Theo platforma indikten sonra hemen altıncı platforma yöneldi. Ne yazık ki altıncı platform beşinci platforma benziyordu. Theo, Ölüm Avatarı, Kas Geliştirme, Telekinezi, Geliştirilmiş Konsantrasyon Kapasitesi ve Enerji Patlamasının yardımıyla her şeyi yok edebilir.
Yıldırıma meydan okumak için Yükseliş Adımını kullanmaya gerek bile yoktu.
Ancak son platforma adım attığında her şey değişti.
Theo son platforma ulaştığında ve denemeyi bitirmek için içinden geçmesi gereken şimşek bulutuna baktığında, Theo gerçekten gülümsedi ve onu yeniden kışkırttı. Ancak bu kez bu davayı kendisi için zorlaştıran suçluyu zaten tanıyordu.

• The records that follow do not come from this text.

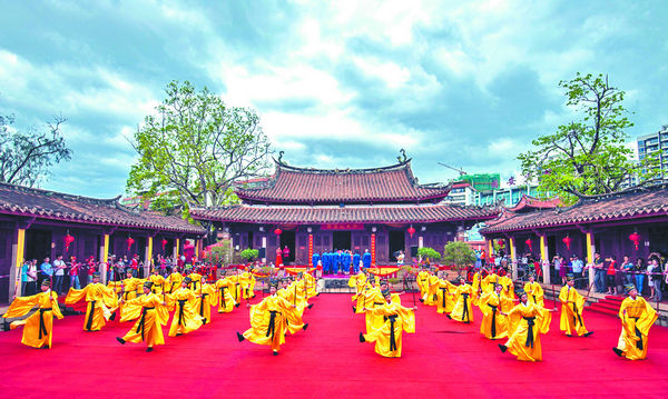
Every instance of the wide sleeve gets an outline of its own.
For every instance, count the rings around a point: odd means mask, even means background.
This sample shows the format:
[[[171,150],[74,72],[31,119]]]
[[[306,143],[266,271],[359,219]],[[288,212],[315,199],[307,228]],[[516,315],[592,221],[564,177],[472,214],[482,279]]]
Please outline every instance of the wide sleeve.
[[[17,297],[2,317],[7,319],[10,317],[13,318],[24,316],[37,303],[39,303],[39,293],[30,297]]]

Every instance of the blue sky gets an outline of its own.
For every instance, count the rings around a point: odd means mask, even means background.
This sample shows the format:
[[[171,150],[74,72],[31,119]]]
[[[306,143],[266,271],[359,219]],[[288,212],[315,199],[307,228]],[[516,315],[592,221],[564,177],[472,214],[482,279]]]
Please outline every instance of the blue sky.
[[[370,168],[404,148],[421,182],[517,174],[579,119],[560,80],[607,73],[636,136],[668,123],[661,1],[6,1],[0,113],[52,114],[75,154],[43,188],[125,190],[130,137],[173,79],[249,106],[294,166]]]

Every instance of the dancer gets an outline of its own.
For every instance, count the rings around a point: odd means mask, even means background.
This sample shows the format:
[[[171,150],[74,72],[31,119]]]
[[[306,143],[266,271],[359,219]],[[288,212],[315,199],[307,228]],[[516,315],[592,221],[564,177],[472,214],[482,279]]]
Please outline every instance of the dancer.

Her zamanki alçakgönüllü hali yerine biraz kibirli davranmasının nedeni de buydu.
Sırıttı. “Orada olduğunu biliyorum Ava. Bakalım beni durdurabilecek misin, durduramayacak mısın?”
Theo havaya sıçradığı anda bulut aniden açıldı ve parlak güneş ışığını ortaya çıkardı. Ancak deliğin ortasına düşen bir figür vardı. Pençelerini yıldırımla kaplamış ve rakibiyle karşılaşmaya hazırlanmıştı.
Ama ikisi de aslında aynı şeyi söylerken birbirlerine gülümsediler. “Uzun zaman oldu.”